U.S. Transportation Secretary Pete Buttigieg says he’s confident the Biden administration’s infrastructure bill will pass Congress, touting on Friday its bipartisan support and saying both the president and the public are impatient to see the deal finalized. But he wouldn’t offer a timeline for when it will clear the House and Senate, both narrowly controlled by Democrats.
“There will be more twists and turns, there’s no question,” Buttigieg said.
During his visit to Chicago, the former presidential candidate toured the 95th/Dan Ryan Red Line station with CTA President Dorval Carter, who called the renovated transit hub a “jewel in the CTA crown.” They were also joined by Mayor Lori Lightfoot, Sens. Dick Durbin and Tammy Duckworth, and Democratic members of Illinois’ congressional delegation, who all touted what they say are the infrastructure effort’s potential impacts on equitable transit, job creation and environmental improvements.

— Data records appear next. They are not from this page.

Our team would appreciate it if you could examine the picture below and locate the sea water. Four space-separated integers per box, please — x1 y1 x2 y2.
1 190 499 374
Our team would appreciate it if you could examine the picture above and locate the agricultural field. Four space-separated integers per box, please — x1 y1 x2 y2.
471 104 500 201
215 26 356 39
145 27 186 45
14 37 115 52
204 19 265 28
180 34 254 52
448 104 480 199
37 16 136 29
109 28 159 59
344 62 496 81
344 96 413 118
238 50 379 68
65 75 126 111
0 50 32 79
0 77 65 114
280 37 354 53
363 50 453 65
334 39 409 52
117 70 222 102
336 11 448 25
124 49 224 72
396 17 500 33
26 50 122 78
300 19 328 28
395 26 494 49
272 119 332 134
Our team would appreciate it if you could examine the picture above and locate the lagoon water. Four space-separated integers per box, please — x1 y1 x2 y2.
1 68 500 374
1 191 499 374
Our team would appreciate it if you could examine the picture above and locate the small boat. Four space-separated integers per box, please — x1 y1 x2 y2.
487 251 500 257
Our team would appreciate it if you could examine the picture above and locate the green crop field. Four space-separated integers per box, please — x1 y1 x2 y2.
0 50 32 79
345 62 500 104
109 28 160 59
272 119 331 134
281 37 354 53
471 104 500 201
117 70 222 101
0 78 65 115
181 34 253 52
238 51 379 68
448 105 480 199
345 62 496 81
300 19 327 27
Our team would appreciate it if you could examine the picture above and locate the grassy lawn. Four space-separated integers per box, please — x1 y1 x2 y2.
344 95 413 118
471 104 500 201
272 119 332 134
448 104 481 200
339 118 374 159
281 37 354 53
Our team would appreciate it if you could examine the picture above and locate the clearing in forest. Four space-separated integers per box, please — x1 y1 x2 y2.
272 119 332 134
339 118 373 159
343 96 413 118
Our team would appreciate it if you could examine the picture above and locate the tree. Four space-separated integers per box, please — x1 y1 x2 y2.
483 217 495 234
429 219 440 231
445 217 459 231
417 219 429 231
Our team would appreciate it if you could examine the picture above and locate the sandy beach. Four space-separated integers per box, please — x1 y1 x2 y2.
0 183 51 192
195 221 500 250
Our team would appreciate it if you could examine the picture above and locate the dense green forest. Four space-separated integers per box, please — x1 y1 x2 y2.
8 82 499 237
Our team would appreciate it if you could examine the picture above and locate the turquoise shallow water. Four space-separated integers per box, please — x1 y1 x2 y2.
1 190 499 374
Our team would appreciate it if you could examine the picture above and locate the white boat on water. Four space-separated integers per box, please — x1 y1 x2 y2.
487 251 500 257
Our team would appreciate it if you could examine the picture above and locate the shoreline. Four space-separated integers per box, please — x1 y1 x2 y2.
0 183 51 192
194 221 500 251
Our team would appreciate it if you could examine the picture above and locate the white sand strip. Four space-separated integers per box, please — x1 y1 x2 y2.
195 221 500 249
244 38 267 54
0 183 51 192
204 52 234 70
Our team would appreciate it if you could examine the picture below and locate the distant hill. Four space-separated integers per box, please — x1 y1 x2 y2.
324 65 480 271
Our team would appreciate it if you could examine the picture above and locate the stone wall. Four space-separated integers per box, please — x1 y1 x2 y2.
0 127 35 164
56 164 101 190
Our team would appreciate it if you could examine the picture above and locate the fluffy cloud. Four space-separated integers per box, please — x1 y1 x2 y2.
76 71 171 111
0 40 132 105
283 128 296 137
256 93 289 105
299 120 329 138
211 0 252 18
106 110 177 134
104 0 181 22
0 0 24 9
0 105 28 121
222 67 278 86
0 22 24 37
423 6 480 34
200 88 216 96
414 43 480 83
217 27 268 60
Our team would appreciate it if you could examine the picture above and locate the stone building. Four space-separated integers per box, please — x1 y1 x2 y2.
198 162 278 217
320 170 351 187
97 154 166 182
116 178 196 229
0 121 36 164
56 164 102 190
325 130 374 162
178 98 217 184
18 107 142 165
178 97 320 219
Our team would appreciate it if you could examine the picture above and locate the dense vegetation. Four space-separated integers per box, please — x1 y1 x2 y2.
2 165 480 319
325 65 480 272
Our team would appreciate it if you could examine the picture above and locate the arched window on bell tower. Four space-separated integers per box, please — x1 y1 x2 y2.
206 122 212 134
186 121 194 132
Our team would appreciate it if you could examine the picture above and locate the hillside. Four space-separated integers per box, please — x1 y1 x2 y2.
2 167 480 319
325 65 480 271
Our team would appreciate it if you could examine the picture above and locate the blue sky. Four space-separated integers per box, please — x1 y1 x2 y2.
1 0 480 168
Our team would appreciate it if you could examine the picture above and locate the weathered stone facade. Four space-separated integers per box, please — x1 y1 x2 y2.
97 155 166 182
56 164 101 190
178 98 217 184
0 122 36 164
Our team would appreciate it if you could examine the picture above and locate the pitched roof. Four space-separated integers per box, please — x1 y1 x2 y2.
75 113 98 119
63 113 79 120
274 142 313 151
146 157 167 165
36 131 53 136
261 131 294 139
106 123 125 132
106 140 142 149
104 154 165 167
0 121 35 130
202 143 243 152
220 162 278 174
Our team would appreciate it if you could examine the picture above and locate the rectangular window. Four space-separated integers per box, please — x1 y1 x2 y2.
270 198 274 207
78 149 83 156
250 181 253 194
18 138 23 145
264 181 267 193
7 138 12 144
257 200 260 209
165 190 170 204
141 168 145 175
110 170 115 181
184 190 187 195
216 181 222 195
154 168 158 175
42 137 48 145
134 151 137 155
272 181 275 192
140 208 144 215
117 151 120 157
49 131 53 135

Lightfoot called the $3.5 trillion proposal a step toward prioritizing “reduction of car congestion downtown and combating climate change.” She and Carter both talked up the transit agency’s plans to extend the Red Line to 130th Street, and said money from Washington is key to the success of that project and other CTA renovation efforts.
“Federal funding is the only way that CTA can continue to modernize a system that, in some places, is more than 100 years old,” Carter said. The Red Line Extension is currently in a two-year project development phase necessary to get federal money, which the CTA hopes will pay for about half of the project. Asked if he was confident the project will win approval from Washington, Carter responded with a smile.

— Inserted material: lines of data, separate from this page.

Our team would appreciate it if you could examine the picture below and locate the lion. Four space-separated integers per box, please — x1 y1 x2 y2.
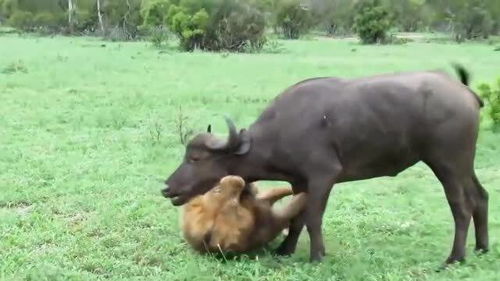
181 175 307 254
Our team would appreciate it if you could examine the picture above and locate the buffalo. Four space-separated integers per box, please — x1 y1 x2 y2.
162 65 488 264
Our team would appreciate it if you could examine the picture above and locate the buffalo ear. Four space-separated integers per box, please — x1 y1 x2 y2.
234 129 251 155
207 124 212 133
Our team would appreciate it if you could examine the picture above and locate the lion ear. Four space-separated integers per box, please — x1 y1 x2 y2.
220 176 245 189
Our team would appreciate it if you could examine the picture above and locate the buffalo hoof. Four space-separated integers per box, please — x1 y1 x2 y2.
435 261 461 272
445 256 465 265
274 242 296 256
436 257 465 272
474 247 489 255
309 252 325 263
309 247 326 263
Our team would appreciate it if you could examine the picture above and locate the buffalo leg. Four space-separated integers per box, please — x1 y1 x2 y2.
275 182 307 256
304 176 337 261
472 173 489 253
427 161 474 264
275 212 305 256
275 181 306 256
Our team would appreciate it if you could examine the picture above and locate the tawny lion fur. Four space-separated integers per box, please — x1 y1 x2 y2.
181 176 307 253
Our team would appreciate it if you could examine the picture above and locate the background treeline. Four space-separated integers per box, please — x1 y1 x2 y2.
0 0 499 51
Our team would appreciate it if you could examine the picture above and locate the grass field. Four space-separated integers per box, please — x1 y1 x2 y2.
1 34 499 281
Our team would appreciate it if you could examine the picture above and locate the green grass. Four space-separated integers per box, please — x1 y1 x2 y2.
0 34 499 281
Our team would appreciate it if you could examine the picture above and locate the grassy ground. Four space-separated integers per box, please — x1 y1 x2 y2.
0 34 499 281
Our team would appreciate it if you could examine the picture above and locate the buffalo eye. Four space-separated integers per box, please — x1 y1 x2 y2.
188 155 201 163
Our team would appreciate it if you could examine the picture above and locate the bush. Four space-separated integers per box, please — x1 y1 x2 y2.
165 0 266 52
102 0 143 40
32 11 66 33
354 0 392 44
1 0 18 18
210 0 267 51
74 9 97 33
261 38 286 53
7 10 34 31
141 0 170 27
310 0 356 37
275 0 313 39
478 79 500 130
148 25 169 48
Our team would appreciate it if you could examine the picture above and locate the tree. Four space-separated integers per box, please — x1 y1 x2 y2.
275 0 313 39
427 0 496 40
100 0 143 40
454 0 493 40
384 0 429 32
67 0 75 32
310 0 356 36
354 0 392 44
165 0 267 52
141 0 170 27
96 0 104 33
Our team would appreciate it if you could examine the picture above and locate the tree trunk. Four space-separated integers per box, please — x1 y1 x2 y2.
97 0 105 34
68 0 74 33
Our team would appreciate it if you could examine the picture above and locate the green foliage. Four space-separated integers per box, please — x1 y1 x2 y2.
0 0 5 19
1 0 499 44
7 10 34 31
310 0 356 36
479 79 500 130
261 38 286 53
1 36 500 281
275 0 312 39
386 0 430 32
74 9 97 33
148 26 169 48
165 0 266 52
102 0 144 40
1 0 19 18
33 11 66 33
165 4 207 50
354 0 392 44
454 1 494 41
426 0 497 41
141 0 170 27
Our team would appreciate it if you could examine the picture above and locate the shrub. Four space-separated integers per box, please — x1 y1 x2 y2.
141 0 170 27
102 0 143 40
74 9 97 33
309 0 356 37
354 0 392 44
166 5 209 51
33 12 57 27
275 0 313 39
149 25 169 48
209 0 267 51
32 11 66 33
1 0 18 19
0 0 5 20
478 79 500 130
261 38 286 53
7 10 34 31
165 0 266 52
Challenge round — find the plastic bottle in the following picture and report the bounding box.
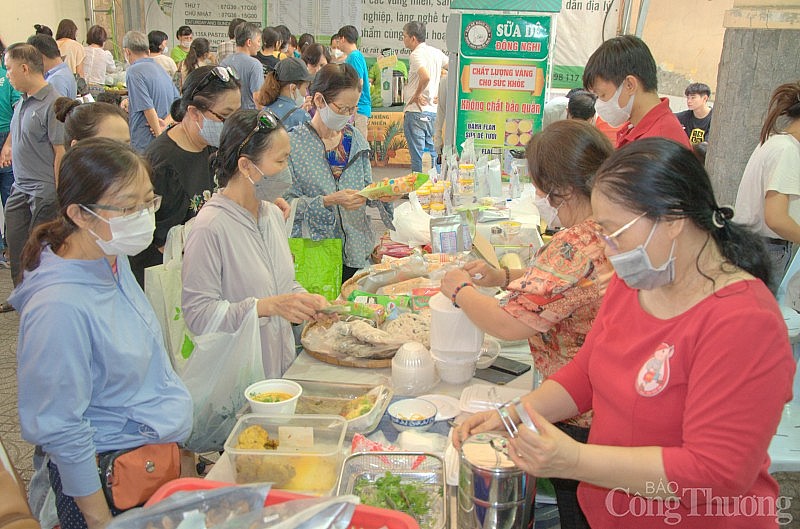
[421,152,433,174]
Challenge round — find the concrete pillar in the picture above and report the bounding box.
[705,1,800,206]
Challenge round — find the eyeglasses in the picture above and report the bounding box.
[88,195,162,217]
[204,107,228,122]
[328,100,357,115]
[189,66,239,101]
[237,109,280,158]
[596,212,647,251]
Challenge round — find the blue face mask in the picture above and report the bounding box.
[197,117,224,147]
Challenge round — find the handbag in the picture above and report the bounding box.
[96,443,180,511]
[286,199,343,301]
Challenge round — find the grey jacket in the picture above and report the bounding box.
[181,193,304,378]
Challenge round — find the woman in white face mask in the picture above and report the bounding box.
[256,57,313,131]
[178,37,212,90]
[128,65,241,287]
[181,109,327,379]
[9,138,193,529]
[454,138,794,529]
[285,63,396,282]
[441,120,615,529]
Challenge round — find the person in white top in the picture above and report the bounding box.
[148,30,179,78]
[734,80,800,291]
[83,25,116,89]
[402,21,447,173]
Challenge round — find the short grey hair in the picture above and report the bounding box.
[403,21,426,43]
[122,31,149,53]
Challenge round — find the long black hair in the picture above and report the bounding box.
[592,138,771,286]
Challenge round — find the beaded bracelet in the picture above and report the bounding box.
[502,266,511,288]
[451,282,473,308]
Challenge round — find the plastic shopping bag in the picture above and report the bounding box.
[181,306,264,453]
[288,237,343,301]
[286,199,343,301]
[144,223,195,374]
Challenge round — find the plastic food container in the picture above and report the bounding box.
[415,187,431,206]
[223,414,347,494]
[430,184,445,203]
[429,203,446,217]
[458,178,475,195]
[337,452,446,529]
[146,478,419,529]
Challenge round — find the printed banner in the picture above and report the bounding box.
[146,0,266,49]
[455,14,552,158]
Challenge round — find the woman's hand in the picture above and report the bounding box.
[440,268,473,299]
[463,260,505,287]
[273,197,291,220]
[507,402,581,479]
[453,409,506,450]
[259,293,328,323]
[324,189,367,210]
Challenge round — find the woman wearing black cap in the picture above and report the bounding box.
[256,57,312,130]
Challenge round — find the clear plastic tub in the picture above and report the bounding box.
[223,414,347,494]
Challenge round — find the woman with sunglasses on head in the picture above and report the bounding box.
[128,65,241,287]
[441,120,614,529]
[286,63,395,282]
[10,138,192,529]
[182,109,327,378]
[454,138,795,529]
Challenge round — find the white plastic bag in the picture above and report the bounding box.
[144,221,194,374]
[390,200,431,247]
[181,306,264,453]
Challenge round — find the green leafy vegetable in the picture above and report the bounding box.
[354,471,433,519]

“Those of you who know me know that I’m really good at getting money from the federal government,” he said.
The proposed Red Line extension is aimed at bringing transit equity to the Far South Side. Buttigieg applauded that effort, saying it shouldn’t take as long to get from Altgeld Gardens to downtown Chicago by public transit as it does to get from his former home of South Bend, Indiana, to downtown Chicago by car.
Buttigieg visited the 95th Street station to highlight nearly $50 billion in public transit investments included in the infrastructure plan. The bill is also set to have $66 billion in funding for Amtrak and passenger rail. Buttigieg was asked repeatedly about the oft-discussed idea of creating high-speed rail in the U.S. He mentioned the idea of three “showcase” lines, though declined to suggest where they might be located, but said that he and the president share an enthusiasm for the idea.
“In this administration, I know that I can only ever be the second-biggest passenger rail enthusiast, but I work hard to make it a close second,” Buttigieg said. “We as a country shouldn’t put up with being unable to access the level of rail service that people in most developed countries take for granted.”
Buttigieg stopped in Illinois on a tour of three states to promote the infrastructure proposal. Senate Majority Leader Chuck Schumer plans to call the massive bill for a vote next week, Politico reported Thursday, even though text of the legislation has yet to be finalized.
Durbin, the Democrats’ majority whip, expressed confidence that the deal will clear the Senate. He also took a swipe at former Pesident Donald Trump, saying he’d like to compare Biden’s infrastructure plan to his predecessor’s. “But I can’t, because there was no infrastructure program in the previous administration,” he said.
Duckworth, who often uses a wheelchair to get around after losing her legs in Iraq War combat, highlighted funding in the infrastructure bill to make legacy transit stations around the country ADA-compliant, calling it “long past time.”
While the bill contains billions to repair aging automobile infrastructure, Buttigieg also said the investments in transit will be a benefit both to passengers and to the country’s environmental health as a whole.
“It doesn’t have to be called a climate bill to be a climate bill,” Buttigieg said. “Transportation is the biggest emitter of greenhouse gases in the U.S. economy … we (want to) give somebody a choice to take quality, safe, and effective public transit, instead of having to drag two tons of metal with them to wherever they’re going and park it somewhere.”